Para arcebispo sul-africano, avanços econômicos atingiram só minoria dos negros

JAMES LAMONT E ALEC RUSSELL
DO "FINANCIAL TIMES", EM LONDRES

A disparidade entre ricos e pobres está aumentando na África do Sul, e isso ameaça os ganhos propiciados pela democracia de 1994 para cá, alertou Desmond Tutu, antigo arcebispo da Cidade do Cabo.
"A maior parte [das pessoas] continua vagando em terra árida", disse o arcebispo sobre o ritmo lento de redistribuição da riqueza desde o final do domínio branco no país, há 13 anos. Usando uma analogia bíblica, ele afirmou que os sul-africanos haviam cruzado o Mar Vermelho em sua luta contra o apartheid, mas poucos deles haviam chegado à Terra Prometida.

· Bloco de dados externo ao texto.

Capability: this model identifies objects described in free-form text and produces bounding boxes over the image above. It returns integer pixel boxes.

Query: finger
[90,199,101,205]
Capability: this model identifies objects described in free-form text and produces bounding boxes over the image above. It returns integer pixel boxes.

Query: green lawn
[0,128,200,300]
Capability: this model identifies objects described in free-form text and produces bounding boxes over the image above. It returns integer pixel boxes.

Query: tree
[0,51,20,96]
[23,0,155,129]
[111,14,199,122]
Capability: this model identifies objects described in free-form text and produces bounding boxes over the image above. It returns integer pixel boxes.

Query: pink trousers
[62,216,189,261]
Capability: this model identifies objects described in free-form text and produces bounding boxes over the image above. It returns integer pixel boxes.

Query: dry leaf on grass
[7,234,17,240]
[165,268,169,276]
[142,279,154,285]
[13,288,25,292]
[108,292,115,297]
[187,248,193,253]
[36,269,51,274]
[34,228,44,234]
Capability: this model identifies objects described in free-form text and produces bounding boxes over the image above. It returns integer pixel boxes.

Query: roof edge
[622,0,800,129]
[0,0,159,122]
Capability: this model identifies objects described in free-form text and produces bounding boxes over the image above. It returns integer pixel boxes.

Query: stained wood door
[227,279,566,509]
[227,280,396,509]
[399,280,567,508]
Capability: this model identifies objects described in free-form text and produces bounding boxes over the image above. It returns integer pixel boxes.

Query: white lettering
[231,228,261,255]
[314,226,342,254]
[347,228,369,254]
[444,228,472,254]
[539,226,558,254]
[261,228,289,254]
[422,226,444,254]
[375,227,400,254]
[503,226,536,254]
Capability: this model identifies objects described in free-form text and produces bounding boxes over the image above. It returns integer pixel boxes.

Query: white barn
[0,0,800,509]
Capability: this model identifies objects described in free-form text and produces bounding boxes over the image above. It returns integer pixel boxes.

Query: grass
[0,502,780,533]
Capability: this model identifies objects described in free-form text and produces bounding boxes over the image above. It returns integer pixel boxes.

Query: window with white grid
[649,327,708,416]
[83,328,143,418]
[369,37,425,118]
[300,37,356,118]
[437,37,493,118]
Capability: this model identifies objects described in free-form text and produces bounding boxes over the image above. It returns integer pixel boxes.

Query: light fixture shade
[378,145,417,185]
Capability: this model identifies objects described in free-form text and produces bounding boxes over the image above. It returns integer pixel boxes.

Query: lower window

O arcebispo, um dos mais inspiradores entre os líderes do movimento de oposição ao apartheid, interferiu, e não pela primeira vez nos oito anos da presidência de Thabo Mbeki, em um debate de aguçada sensibilidade política. Seu alerta surgiu no momento em que o Congresso Nacional Africano (CNA), que governa o país, está conduzindo sua conferência política qüinqüenal, sob pesadas críticas da esquerda, segundo a qual as políticas pró-mercado adotadas pelo governo não ajudam os mais pobres.
No passado, quase todas as pessoas afluentes do país eram brancas; agora, elas contam com a companhia de uns poucos negros, disse Tutu. Mas a maioria das pessoas que viviam em barracos antes que o domínio branco acabasse continua vivendo em barracos.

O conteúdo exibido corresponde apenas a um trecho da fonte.